Hayatı kitaplar arasında derin okumalarla geçen Kibar Ayaydın, Zaman Sarmaşığı adlı deneme yazılarını içeren kitabında; psikolog, roman ve deneme yazarı Manes Sperber’in “Kitap, ancak okur ona kendi sesini ödünç verdiğinde canlanır ... Ölü harfler, kitapla okur arasındaki ikili söyleşide gerçek anlamına kavuşur; suskunluğun sesleri, kendi yankılarınca çağrılıyormuşçasına duyulmaya başlanır. Okurla kitap arasında oluşan mahremiyet atmosferinde saldırganca tozutan bir dünyanın ortasında iki yalnızlık birbiriyle karşılaşır.” diyerek “has okur” ile kitap arasında özel bir iletişim ve ilişkinin bulunduğunu söylediğini belirtir.
Gerek M. Orhan Okay’ın gerek Alfred de Vigny’nin gerekse Manes Sperber’in kâğıda ve kitaba dair bu sözleri sağlıklı bir toplumun ve medeniyetin nasıl ve ne şekilde inşa edilebileceğini, sağlıklı bir şekilde nasıl yaşamaya devam edebileceğini ortaya koyan önemli tespitlerdir.

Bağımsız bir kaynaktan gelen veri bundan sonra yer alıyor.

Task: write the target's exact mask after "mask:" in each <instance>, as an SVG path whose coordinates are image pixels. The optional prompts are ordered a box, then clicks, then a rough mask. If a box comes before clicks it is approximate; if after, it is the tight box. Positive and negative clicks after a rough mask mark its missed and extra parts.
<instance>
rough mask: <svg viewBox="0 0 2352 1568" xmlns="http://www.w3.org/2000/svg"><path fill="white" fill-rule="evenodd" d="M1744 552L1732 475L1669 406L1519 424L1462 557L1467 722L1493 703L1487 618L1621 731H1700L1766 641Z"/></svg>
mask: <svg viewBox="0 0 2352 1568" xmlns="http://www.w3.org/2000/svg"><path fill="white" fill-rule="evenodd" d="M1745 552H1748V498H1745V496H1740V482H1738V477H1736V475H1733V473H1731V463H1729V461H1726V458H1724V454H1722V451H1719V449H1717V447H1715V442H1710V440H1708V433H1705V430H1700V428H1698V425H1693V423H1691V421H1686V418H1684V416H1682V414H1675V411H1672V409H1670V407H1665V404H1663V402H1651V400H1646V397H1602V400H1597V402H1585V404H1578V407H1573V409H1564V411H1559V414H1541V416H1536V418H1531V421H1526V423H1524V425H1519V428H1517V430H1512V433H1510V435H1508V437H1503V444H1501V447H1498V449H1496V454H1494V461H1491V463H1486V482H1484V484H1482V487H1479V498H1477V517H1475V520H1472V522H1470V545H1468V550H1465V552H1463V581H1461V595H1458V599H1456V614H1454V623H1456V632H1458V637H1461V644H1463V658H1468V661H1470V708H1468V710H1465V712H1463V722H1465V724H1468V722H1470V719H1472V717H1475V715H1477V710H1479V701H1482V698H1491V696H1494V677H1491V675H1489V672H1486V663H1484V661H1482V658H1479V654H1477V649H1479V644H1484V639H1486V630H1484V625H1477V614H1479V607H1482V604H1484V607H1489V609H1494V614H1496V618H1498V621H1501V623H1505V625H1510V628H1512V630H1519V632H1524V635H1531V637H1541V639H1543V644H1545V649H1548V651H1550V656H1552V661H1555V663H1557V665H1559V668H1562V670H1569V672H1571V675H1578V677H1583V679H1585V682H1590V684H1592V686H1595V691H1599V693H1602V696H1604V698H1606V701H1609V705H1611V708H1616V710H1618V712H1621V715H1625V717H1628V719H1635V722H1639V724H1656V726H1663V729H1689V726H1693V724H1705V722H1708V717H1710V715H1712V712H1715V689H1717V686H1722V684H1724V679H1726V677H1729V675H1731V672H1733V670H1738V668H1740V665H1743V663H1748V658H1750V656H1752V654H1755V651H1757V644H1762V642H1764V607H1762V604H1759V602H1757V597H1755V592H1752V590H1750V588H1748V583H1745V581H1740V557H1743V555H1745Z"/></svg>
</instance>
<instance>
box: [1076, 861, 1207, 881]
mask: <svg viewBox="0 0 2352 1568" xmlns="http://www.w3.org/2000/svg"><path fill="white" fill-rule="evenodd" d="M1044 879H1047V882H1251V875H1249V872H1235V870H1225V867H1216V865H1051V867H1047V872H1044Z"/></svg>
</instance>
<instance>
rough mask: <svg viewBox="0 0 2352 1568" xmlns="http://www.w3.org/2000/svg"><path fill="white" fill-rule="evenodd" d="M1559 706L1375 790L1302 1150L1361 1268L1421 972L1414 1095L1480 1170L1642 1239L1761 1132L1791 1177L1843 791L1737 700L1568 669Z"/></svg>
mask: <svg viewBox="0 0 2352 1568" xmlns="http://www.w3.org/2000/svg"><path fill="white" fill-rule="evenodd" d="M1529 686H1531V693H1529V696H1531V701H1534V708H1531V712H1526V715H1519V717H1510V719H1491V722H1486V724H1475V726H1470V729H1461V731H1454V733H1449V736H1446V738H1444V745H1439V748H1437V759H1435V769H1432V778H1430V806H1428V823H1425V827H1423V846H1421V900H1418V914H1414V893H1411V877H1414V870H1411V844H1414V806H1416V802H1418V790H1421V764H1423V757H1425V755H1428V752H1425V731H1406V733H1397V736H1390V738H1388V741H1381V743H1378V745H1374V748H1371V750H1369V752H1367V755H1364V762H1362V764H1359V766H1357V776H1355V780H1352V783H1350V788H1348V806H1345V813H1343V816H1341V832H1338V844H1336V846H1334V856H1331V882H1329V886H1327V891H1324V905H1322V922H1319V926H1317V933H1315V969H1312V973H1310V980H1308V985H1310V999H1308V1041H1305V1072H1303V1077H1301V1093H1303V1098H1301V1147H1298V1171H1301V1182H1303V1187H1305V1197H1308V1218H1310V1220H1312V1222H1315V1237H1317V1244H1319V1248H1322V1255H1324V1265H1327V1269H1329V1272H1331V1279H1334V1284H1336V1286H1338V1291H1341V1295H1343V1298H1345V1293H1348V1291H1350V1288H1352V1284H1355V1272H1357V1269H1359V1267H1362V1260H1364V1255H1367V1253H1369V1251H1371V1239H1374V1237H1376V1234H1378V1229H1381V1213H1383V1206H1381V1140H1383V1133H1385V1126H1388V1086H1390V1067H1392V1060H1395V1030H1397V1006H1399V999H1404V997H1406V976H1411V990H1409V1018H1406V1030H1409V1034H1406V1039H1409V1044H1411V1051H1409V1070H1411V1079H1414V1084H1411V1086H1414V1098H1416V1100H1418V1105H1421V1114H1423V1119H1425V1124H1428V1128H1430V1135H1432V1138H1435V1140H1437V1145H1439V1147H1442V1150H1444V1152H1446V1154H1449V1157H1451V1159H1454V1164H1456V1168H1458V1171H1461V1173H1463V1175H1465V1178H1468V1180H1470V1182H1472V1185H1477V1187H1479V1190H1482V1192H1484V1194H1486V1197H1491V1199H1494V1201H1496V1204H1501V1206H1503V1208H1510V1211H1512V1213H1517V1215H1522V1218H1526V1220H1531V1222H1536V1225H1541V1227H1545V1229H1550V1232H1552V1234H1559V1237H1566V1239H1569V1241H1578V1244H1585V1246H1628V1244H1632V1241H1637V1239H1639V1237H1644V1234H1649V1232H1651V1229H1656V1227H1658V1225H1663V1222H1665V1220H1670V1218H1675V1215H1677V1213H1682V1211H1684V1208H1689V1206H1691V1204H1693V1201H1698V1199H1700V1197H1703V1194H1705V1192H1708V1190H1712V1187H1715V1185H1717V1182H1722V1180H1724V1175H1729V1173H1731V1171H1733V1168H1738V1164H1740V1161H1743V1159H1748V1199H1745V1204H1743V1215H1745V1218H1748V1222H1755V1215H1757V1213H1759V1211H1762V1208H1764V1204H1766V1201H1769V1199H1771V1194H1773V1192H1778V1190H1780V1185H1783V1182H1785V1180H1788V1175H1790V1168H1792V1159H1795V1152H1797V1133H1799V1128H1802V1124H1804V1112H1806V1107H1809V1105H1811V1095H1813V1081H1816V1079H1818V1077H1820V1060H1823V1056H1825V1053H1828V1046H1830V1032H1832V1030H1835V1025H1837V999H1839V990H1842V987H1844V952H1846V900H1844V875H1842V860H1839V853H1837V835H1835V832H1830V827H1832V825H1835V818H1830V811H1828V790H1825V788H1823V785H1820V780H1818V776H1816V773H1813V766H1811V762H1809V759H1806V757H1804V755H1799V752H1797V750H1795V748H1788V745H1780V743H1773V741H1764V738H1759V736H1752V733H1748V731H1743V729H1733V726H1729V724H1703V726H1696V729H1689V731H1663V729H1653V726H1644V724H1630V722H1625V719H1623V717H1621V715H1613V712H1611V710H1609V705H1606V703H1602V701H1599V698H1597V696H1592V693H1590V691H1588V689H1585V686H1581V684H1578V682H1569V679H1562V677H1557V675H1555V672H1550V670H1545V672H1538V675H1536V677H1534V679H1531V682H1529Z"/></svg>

Her ne kadar günümüzde gerek ekonomik şartların gerekse teknolojik gelişmelerin etkisiyle kâğıt ile bilgi arasındaki ilişki azalmış, bu yöndeki iş ve ilişkiler daha çok dijital ve sanal bir dünyaya kaydırılmış olsa da onların kâğıt hâlindeki “yedek”leri daima bir kenarda “yazdırılmış” olarak arşivlenmektedir. Dijital dünyanın her an değişmesi durumuyla karşı karşıya kalındığındandır ki o formatın/biçimin insana güven vermekten uzak olduğu düşüncesi zihinlerde hâlâ önemli ölçüde yer almaktadır. Genel Ağ’da (İnternet) bir web sitesinin farklı sürümleri söz konusu olabilir. Birgün önce erişim sağlanan bilginin adresi ertesi gün değişmiş olabilir. Onun için makalelerde kaynak gösterilen web adreslerinin erişim tarihi yazılmaktadır, yazılmalıdır da.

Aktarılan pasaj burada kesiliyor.